36 In my view, it is appropriate that the costs of the third party be paid by the VWA. I say that for the following reasons:
(i)It was reasonable and appropriate for Yarra City to join Capital Transport as a third party to the proceeding. While I was not called upon to determine the third-party proceeding, it was clear from the tender process and the agreement for the provision of courier services, that Capital Transport represented it would take certain steps to ensure occupational health and safety considerations concerning its courier drivers were given high priority and maintained. The nature of the allegations made by the VWA against Yarra City was that Yarra City owed a duty of care and failed to take appropriate occupational health and safety steps in the circumstances. It was entirely reasonable for Yarra City to then look to Capital Transport if it was found to have owed and then breached that duty of care.
(ii)It was clearly known to the VWA at an early time that either Group Messengers or Capital Transport was either the employer of the worker or was in a principal/independent contractor relationship. It was known that Yarra City had contracted to Capital Transport to provide courier services. In that sense, it was “reasonably foreseeable” that Capital Transport would be viewed as having some responsibility for the worker’s injury. That knowledge served as a catalyst for the bringing of the third-party claim.

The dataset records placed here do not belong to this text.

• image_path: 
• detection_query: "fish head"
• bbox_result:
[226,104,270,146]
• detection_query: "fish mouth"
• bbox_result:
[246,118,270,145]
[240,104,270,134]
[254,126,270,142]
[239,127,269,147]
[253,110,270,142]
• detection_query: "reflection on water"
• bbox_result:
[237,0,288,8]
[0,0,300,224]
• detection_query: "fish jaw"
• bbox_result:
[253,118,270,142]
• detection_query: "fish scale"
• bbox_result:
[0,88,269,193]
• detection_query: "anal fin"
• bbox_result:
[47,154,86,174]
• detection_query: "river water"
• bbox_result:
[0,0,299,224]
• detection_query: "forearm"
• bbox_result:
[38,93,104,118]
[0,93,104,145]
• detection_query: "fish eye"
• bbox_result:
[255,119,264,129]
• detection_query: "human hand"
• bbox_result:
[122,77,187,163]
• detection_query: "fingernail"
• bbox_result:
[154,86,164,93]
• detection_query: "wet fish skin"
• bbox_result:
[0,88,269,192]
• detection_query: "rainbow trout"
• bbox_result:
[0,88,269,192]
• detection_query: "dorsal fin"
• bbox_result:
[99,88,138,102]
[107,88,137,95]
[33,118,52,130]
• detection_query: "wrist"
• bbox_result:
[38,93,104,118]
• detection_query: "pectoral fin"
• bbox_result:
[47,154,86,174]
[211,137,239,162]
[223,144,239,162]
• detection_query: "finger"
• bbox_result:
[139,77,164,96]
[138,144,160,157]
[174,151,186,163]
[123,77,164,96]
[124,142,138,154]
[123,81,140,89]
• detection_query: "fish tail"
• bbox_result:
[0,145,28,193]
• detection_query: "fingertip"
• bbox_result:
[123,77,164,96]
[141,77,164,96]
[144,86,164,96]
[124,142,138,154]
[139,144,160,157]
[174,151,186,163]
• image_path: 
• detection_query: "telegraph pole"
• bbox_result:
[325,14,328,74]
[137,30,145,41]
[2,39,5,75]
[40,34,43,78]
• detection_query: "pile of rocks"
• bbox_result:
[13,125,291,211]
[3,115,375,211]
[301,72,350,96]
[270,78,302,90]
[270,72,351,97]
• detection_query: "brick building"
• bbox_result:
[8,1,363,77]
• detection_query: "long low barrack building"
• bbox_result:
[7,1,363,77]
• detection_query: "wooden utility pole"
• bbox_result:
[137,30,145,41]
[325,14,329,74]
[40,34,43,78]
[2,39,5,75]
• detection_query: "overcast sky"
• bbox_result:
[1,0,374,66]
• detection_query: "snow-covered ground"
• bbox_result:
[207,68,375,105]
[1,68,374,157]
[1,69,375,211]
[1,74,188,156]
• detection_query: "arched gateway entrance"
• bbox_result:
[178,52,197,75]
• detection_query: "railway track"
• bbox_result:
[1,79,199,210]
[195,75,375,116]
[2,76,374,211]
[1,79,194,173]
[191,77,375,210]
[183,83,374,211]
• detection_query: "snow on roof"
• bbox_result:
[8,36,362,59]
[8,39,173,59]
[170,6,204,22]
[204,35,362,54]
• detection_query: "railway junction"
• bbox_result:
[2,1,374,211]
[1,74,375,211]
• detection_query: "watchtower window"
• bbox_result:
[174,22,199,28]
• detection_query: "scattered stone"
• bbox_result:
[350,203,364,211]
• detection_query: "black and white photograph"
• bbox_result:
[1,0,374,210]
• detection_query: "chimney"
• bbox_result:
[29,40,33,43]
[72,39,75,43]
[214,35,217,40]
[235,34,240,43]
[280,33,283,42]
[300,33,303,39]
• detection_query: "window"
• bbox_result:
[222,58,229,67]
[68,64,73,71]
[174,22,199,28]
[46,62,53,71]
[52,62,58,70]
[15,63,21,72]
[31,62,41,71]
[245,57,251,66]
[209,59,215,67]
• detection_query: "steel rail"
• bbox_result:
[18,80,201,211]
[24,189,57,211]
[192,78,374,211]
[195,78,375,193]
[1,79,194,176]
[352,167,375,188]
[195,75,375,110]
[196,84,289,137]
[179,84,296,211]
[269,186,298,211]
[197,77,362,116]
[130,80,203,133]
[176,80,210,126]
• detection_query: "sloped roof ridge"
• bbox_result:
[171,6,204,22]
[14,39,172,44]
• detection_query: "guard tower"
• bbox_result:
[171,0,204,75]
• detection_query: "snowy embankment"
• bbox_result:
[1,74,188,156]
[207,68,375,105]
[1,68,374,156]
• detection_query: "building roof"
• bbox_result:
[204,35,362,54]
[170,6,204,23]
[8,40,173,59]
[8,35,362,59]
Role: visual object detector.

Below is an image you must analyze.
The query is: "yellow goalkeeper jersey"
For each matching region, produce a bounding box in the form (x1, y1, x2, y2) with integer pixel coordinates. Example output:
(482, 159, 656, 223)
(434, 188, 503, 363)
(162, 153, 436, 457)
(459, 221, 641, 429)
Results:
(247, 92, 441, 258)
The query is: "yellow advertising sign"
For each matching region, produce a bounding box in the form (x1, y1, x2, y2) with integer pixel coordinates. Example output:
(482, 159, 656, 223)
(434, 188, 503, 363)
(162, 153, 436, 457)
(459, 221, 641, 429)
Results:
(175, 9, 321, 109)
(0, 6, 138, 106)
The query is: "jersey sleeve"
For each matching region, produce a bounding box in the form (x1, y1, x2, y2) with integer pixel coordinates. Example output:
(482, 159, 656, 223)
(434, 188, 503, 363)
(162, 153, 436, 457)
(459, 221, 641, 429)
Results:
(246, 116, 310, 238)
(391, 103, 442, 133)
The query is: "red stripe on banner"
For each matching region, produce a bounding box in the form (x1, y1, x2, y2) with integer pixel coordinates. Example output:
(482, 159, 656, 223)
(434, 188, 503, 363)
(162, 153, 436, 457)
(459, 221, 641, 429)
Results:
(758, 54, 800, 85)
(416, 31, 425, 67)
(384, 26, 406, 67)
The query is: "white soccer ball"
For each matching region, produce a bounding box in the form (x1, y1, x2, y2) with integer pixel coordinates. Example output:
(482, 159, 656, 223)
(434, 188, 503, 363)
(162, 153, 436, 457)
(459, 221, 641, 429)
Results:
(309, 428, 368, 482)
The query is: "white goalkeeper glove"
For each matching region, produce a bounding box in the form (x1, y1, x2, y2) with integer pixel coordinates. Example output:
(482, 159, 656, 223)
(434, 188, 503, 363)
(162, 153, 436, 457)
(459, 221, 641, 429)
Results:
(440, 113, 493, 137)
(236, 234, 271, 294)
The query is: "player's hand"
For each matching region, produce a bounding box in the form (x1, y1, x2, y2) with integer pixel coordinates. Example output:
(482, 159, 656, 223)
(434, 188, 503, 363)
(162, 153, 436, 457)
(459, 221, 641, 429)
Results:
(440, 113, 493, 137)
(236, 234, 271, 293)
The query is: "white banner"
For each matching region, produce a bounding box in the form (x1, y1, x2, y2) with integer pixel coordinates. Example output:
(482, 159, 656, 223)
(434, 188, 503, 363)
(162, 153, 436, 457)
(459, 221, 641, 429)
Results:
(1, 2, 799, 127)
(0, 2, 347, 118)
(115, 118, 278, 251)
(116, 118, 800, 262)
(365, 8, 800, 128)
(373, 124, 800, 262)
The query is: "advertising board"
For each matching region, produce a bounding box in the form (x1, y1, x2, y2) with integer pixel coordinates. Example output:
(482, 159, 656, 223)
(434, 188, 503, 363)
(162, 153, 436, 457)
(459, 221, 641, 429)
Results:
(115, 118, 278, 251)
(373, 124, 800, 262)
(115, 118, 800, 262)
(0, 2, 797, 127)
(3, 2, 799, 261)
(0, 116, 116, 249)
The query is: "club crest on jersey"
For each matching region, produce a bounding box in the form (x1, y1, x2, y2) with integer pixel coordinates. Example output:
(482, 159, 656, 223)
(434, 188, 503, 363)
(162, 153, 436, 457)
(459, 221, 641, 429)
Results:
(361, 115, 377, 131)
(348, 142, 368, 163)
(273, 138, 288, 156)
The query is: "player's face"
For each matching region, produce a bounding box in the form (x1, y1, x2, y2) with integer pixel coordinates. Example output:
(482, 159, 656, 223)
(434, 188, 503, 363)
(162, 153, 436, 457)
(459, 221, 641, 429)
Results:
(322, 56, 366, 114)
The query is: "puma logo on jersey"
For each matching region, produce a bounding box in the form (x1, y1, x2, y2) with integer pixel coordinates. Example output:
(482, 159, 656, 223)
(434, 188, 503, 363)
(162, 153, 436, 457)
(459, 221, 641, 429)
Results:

(iii)The issues raised in the third-party claim were not “private issues” as between Yarra City and Capital Transport. The nature of the relationship between those parties was well known to the VWA. That knowledge placed the VWA in a different position from, for example, a situation where a defendant sought to join an insurance company for failing to honour the terms of an indemnity policy, or another party in a “string of contracts” case where the nature of the relationship was unknown.
37 In these circumstances, in my view, it is appropriate to impose a Sanderson order that the VWA pay the third party’s costs.
38 I shall make appropriate final orders with liberty to apply.